No Equador, primeiro o presidente Rafael Correa determinou, no dia 23 do mês passado, a ocupação de quatro obras, no valor de US$ 500 milhões, tocadas pela Odebrecht, decretou a expulsão da empresa do país e suspendeu os direitos individuais de quatro diretores brasileiros da construtora - dois dos quais estão asilados na residência do embaixador brasileiro em Quito desde então -, e depois forçou a Petrobrás a devolver uma concessão de petróleo e a renegociar, a toque de caixa, o contrato de exploração de outro. A única reação do chanceler brasileiro a esse esbulho, seguido de violação de direitos fundamentais de cidadãos brasileiros, foi recomendar "paciência". O presidente Lula, por sua vez, ponderou que tais medidas de força faziam parte do quadro político determinado pela realização, naqueles dias, do referendo para aprovar a constituição bolivariana do Equador, e assumiu a posição do irmão mais velho, que deve suportar as estripulias do "irmão menor".
Custou para o governo brasileiro se convencer de que o que se passa no Equador é mais do que um simples incidente em disputa eleitoral ou uma afirmação de direitos soberanos sobre recursos nacionais.
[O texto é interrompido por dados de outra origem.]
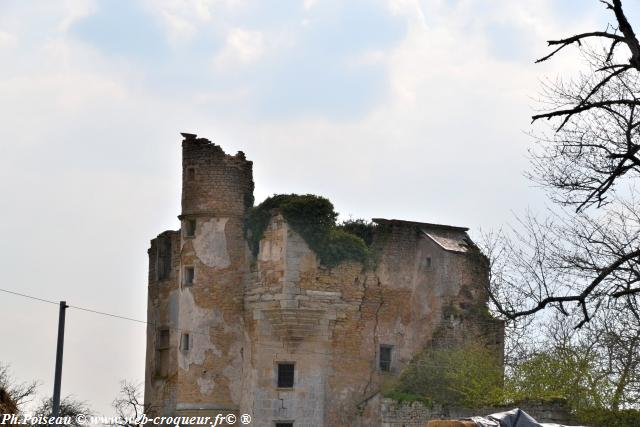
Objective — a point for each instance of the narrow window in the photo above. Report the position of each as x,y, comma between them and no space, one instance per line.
185,343
189,274
190,228
385,357
163,257
163,338
162,352
285,375
191,174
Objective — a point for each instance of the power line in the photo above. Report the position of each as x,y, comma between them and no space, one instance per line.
29,296
190,331
103,313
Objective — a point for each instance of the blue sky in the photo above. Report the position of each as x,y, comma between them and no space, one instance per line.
397,108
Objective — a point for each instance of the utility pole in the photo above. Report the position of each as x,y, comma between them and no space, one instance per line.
58,376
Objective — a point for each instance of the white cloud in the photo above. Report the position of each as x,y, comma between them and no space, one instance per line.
242,47
74,11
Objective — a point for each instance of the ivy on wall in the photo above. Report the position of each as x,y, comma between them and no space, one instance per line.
314,218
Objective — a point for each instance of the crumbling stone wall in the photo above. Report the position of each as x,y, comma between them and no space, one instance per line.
416,414
246,314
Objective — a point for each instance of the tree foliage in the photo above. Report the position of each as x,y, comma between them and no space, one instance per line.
467,375
314,218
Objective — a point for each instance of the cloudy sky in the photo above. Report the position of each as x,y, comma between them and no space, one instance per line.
411,109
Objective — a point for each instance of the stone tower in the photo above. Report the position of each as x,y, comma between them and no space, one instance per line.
196,286
277,334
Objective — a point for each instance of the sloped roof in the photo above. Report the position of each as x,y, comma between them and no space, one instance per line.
449,237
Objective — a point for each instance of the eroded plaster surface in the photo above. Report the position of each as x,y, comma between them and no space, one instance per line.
210,243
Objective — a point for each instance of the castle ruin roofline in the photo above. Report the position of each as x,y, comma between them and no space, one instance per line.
422,225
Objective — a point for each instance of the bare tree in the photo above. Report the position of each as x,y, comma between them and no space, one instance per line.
129,405
70,408
19,393
596,139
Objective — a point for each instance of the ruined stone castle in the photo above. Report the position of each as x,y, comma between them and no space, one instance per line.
278,335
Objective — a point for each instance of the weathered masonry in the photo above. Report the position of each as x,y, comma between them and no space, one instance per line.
277,335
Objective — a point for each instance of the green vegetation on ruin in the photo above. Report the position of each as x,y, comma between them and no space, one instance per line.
314,218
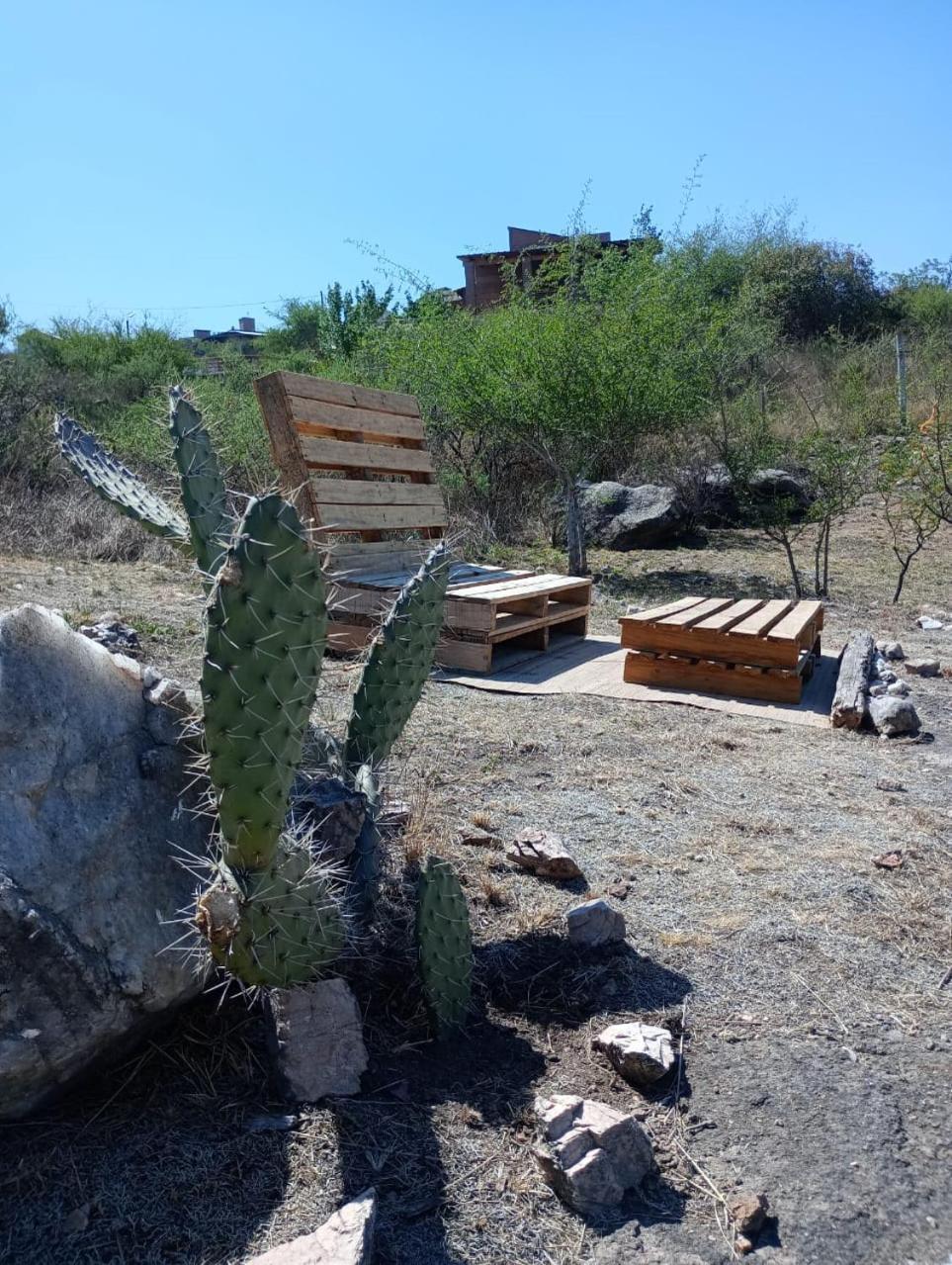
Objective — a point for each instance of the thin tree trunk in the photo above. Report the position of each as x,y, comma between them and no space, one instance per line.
574,530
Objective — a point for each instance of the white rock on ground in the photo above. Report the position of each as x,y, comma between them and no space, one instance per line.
923,667
344,1238
893,716
544,854
640,1051
594,923
590,1154
91,817
316,1039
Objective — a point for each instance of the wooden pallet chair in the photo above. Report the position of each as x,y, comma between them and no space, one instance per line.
357,467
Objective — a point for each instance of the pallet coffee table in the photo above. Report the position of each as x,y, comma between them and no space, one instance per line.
750,648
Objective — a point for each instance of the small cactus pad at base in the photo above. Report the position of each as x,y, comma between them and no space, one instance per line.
263,649
276,926
445,946
203,489
399,663
114,482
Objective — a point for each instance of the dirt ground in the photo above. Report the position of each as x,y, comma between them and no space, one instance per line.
803,983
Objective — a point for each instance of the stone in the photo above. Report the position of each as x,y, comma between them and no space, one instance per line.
544,854
595,923
642,1052
923,667
94,814
475,837
616,516
331,810
589,1152
316,1039
893,716
344,1238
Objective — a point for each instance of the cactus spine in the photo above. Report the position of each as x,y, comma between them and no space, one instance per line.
114,482
445,946
203,489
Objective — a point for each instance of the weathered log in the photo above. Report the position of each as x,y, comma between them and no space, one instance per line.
852,684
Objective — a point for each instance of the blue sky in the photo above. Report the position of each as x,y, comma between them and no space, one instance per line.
201,161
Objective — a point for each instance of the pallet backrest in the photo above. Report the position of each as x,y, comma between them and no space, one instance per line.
354,461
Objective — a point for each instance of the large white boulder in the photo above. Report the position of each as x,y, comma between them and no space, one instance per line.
94,811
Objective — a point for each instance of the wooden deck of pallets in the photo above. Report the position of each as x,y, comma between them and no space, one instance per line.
356,463
751,648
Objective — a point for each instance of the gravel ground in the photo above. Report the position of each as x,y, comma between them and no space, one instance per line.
803,982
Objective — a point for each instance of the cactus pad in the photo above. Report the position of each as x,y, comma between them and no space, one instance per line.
203,489
114,482
445,946
266,625
399,663
276,926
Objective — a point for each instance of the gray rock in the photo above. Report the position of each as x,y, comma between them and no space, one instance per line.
589,1152
544,854
622,517
92,815
316,1039
893,716
640,1051
923,667
344,1238
594,923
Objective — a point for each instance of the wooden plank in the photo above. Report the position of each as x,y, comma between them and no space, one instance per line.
696,613
852,687
358,491
726,619
382,517
286,447
381,458
658,612
797,624
317,416
761,620
347,394
698,675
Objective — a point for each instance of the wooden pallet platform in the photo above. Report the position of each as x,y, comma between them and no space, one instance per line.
752,631
712,677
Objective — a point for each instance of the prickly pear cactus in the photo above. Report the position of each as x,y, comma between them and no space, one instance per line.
266,625
399,663
114,482
203,489
445,946
276,926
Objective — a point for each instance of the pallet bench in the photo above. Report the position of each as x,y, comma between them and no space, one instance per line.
357,467
747,649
Embora a Constituição recém-aprovada seja muito mais branda que as adotadas pela Venezuela e pela Bolívia, no que diz respeito ao direito de propriedade e à iniciativa privada, está havendo no Equador uma nítida mudança do capitalismo para o "socialismo do século 21" bolivariano - e as empresas brasileiras que lá operam foram escolhidas para servir de exemplo.
Nessa terça-feira, depois que o presidente Correa ameaçou mais uma vez expulsar a Petrobrás do país, se a empresa não aceitasse imediatamente a transformação de seu contrato de concessão de área petrolífera em contrato de prestação de serviços - sem ao menos definir as indenizações pela expropriação e as condições do novo regime de exploração -, a paciência do presidente Lula começou a dar sinais de fadiga. Ao contrário do que fez nos casos da Bolívia e da Venezuela, autorizou a Petrobrás a negociar segundo os seus interesses e admitiu a hipótese de uma retirada da empresa do Equador, se os termos da negociação não fossem favoráveis. O chanceler Celso Amorim reiterou essa posição, acrescentando que a Petrobrás, saindo do Equador, deverá ser "adequadamente" compensada pelos investimentos lá feitos.
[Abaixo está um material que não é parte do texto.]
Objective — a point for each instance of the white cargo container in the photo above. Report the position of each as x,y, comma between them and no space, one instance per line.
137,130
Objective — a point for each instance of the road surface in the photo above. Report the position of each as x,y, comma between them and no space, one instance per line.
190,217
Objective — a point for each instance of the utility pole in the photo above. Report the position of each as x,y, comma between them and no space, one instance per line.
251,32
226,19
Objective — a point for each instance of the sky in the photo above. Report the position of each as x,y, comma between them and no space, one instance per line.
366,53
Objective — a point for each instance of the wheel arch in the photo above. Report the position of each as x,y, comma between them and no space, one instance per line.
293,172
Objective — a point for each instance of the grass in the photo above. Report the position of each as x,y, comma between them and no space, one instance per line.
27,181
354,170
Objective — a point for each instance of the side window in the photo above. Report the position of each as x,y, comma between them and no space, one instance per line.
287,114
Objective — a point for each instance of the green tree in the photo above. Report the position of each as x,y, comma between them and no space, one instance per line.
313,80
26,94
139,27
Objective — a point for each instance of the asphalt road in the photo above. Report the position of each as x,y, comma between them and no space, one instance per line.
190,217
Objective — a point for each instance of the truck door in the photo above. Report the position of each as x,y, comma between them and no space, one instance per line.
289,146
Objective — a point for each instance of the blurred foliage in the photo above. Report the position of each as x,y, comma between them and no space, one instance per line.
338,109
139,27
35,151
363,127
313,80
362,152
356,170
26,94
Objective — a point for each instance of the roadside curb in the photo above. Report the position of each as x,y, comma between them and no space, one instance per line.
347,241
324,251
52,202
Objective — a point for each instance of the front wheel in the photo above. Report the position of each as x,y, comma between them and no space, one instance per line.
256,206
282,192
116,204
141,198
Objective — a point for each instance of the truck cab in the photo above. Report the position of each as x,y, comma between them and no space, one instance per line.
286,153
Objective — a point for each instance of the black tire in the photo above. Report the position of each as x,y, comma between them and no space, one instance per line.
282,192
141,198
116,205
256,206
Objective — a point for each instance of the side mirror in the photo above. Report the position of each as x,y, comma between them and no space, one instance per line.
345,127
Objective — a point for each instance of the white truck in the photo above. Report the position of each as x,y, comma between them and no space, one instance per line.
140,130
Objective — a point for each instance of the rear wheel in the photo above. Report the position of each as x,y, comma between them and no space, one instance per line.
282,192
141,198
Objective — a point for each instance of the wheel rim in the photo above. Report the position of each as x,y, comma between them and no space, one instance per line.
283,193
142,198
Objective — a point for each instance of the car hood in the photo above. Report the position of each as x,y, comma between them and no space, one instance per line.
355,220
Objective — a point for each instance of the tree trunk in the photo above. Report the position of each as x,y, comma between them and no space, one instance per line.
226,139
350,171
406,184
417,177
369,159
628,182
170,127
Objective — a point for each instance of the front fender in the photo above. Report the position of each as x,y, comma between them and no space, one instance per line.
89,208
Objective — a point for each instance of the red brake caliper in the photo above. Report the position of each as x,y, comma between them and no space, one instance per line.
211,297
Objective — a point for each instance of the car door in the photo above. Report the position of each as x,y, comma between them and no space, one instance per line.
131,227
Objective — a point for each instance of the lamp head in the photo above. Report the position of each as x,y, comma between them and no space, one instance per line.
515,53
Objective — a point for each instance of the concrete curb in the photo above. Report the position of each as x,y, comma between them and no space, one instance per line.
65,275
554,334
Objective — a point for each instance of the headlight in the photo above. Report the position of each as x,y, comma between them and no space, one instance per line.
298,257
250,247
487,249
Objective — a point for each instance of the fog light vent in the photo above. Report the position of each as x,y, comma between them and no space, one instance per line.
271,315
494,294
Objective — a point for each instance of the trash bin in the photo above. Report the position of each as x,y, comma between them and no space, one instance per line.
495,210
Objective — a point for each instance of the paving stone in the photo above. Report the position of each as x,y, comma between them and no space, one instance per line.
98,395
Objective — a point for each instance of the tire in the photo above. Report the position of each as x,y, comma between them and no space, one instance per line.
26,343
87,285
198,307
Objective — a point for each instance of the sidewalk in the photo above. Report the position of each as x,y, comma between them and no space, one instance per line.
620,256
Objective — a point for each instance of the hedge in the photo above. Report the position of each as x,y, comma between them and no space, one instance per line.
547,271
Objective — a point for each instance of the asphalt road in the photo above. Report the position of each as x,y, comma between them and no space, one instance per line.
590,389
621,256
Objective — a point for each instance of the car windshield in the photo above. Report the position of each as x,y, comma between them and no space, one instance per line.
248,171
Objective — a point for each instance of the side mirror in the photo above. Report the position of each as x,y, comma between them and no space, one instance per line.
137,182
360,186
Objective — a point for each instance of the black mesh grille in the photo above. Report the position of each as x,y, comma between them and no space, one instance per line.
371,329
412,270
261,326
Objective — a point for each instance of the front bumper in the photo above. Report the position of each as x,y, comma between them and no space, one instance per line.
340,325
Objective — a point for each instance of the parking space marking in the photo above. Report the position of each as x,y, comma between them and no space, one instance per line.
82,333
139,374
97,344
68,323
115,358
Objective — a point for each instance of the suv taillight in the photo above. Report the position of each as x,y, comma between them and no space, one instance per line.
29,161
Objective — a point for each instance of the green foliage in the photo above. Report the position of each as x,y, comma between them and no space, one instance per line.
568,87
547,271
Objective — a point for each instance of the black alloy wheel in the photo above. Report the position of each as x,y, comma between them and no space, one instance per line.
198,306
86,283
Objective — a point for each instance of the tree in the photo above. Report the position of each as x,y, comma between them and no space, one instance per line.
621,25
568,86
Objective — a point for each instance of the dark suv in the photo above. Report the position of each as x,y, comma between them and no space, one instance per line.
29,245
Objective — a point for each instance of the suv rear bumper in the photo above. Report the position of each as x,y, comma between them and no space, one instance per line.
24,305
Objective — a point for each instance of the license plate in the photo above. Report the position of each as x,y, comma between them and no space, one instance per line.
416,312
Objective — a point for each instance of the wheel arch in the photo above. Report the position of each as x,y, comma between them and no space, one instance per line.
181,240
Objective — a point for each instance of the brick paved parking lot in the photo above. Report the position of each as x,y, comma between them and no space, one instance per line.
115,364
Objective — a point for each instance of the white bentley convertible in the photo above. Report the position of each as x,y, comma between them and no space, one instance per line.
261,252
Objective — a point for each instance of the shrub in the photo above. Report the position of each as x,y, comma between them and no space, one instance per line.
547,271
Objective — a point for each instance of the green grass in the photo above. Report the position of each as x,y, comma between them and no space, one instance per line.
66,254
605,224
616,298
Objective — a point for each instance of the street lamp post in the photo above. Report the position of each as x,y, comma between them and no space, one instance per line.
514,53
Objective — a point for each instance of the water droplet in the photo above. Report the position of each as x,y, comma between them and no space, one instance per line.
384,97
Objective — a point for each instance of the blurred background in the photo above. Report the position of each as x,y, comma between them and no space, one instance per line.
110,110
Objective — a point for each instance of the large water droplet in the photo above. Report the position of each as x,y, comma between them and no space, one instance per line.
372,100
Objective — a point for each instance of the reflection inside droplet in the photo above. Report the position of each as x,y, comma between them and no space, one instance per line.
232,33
Não são, afinal, investimentos pequenos. Desde 1997 a Petrobrás aplicou no Equador US$ 430 milhões, dos quais US$ 200 milhões na pesquisa do bloco que foi obrigada a devolver recentemente, por não ter sido autorizada a explorá-lo. A Odebrecht, por sua vez, tem uma carteira de obras no valor de US$ 500 milhões - e Rafael Correa ameaça não pagar ao BNDES o financiamento de US$ 230 milhões para a construção da Hidrelétrica de San Francisco. O governo brasileiro deve exigir a justa compensação por esses investimentos.